Food processing company The Food Revolution Group (ASX: FOD) will expand its existing product range and look to harness the commercial opportunity created by China’s growing consumer sales.
Earlier today, the company announced it had signed an agreement with Health More to develop innovative beverage products for them to distribute through their cross-border e-commerce (CBEC) channels into the Chinese market.
The deal means that Health More and The Food Revolution Group will collaborate to bring high-quality Australian products directly to Chinese consumers.
The food processor is based in Australia with a unique operational plan that uses a combination of conventional juice processing equipment and custom-developed equipment and processes. Its ultimate goal is to manufacture a range of high-quality juices, fibres, infused fruits and fruit waters that are sold as branded products or ingredients to customers domestically and overseas.
According to the company, it uses a range of processing technologies, including what’s known as “current counter extraction” (CCE) technology – a method of extraction developed in conjunction with Australia’s CSIRO to extract juice from fruit and vegetables.
In a separate deal, Food Revolution signed a two-year offtake agreement with Natural Fractions last month, for the sale of cold-pressed orange oil produced from juice waste material.
At the time, the company said its orange oil sales to Natural Fractions is expected to generate $1 million revenue per year over the two-year contract.
Meanwhile, today’s announced deal with Health More is intended to further extend its commercial ambitions by targeting China – one of the world’s leading retail consumer markets.

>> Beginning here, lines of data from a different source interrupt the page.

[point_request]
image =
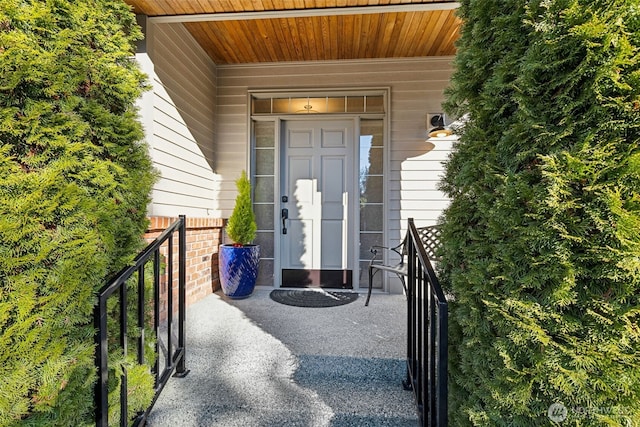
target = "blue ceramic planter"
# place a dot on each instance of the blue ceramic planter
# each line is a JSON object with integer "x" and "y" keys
{"x": 238, "y": 269}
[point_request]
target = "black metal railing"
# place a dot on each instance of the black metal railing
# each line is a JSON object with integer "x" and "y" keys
{"x": 153, "y": 272}
{"x": 426, "y": 335}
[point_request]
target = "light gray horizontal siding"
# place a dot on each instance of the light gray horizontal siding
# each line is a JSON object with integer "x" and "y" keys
{"x": 417, "y": 87}
{"x": 181, "y": 140}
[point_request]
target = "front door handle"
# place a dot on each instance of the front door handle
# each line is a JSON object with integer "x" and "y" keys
{"x": 285, "y": 215}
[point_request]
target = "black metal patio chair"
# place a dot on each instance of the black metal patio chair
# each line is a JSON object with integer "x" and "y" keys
{"x": 430, "y": 237}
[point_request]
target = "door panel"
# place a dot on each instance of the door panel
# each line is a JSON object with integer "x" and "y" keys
{"x": 318, "y": 182}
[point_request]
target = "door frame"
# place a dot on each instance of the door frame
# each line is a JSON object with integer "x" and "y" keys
{"x": 353, "y": 216}
{"x": 279, "y": 119}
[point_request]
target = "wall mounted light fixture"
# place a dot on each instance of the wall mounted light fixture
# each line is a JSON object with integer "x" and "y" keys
{"x": 438, "y": 128}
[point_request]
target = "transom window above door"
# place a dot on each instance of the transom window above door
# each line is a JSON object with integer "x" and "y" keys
{"x": 317, "y": 104}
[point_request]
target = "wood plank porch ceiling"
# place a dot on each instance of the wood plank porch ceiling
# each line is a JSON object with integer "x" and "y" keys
{"x": 256, "y": 31}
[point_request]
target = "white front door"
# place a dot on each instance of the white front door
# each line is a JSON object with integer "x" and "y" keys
{"x": 317, "y": 203}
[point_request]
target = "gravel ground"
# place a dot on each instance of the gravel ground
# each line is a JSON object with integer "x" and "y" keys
{"x": 258, "y": 363}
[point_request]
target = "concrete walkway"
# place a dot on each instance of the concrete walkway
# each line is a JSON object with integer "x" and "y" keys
{"x": 257, "y": 363}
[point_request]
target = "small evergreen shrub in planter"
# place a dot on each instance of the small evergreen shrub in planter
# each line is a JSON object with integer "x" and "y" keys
{"x": 238, "y": 262}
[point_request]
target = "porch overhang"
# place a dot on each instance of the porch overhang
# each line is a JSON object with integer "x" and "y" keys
{"x": 262, "y": 31}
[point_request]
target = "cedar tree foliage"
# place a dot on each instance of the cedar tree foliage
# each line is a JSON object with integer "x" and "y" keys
{"x": 242, "y": 226}
{"x": 74, "y": 185}
{"x": 542, "y": 236}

Health More is currently Australia’s largest daigou and e-commerce distributor with its sales and marketing activities establishing the company as a significant supplier of health, wellness and beauty products into China and southeast Asia.

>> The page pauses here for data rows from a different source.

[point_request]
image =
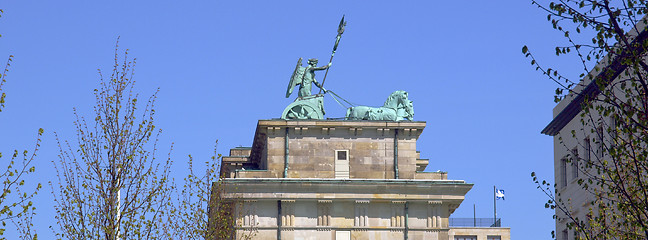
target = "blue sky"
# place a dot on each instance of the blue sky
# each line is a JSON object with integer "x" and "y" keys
{"x": 221, "y": 66}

Health More works with more than 160 well-known brands such as Blackmores, A2, Sukin, Lucas Paw Paw, Comvita, Bio Island, Natio and many others in the dietary supplements, milk powders, cosmetics and food markets across the CBEC channel.
Bountiful Chinese market
According to China’s Ministry of Commerce, CBEC in China reached 6.5 trillion yuan (A$1.3 trillion) in 2016, thereby accounting for 20% of China’s foreign trade.

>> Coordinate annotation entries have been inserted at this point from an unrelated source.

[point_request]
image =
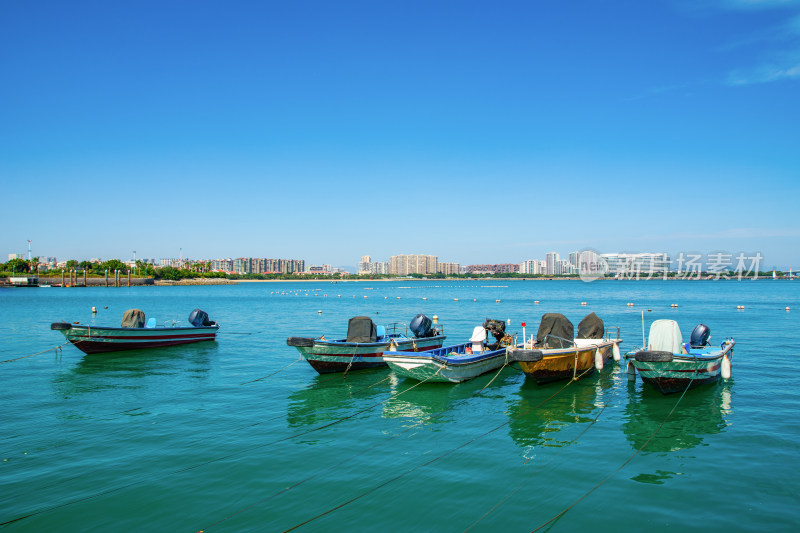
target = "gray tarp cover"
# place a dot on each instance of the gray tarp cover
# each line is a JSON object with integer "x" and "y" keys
{"x": 361, "y": 329}
{"x": 591, "y": 327}
{"x": 133, "y": 318}
{"x": 558, "y": 325}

According to market analysts, Chinese consumption patterns continue to set new records with retail shopping becoming increasingly online derived.
Last year, Chinese shoppers spent more than $33 billion in 24 hours during China’s annual “singles day” on 11 November, smashing previous records for the world’s largest retail event and eclipsing Australia’s annual December retail spend.
The event has become a cult-classic favourite amongst Chinese shoppers, especially for Chinese millennials after the tradition reportedly originated in Chinese universities in the 1990s as a celebration of being single.
China’s largest online e-commerce hub, Alibaba generated A$33.6 billion in sales volume during a 24-hour period making Australia the 3rd most popular source of products behind Japan and the US.
“The demand for Australian and New Zealand health and wellness products in China is large and it has enormous revenue potential for Australian companies,” said Bill Nikolovski, executive chairman of The Food Revolution Group.
“The daigou, or overseas personal shopper business, is a very attractive prospect for manufacturers and distributors of health and wellness products. It often sees students, tourists and mothers buying Australian products on behalf of customers in China and is a rapidly growing space,” added Mr Nikolovski.
Today’s news had an instant impact on the company’s share price this morning with shares changing hands at around $0.07 per share, up 25%.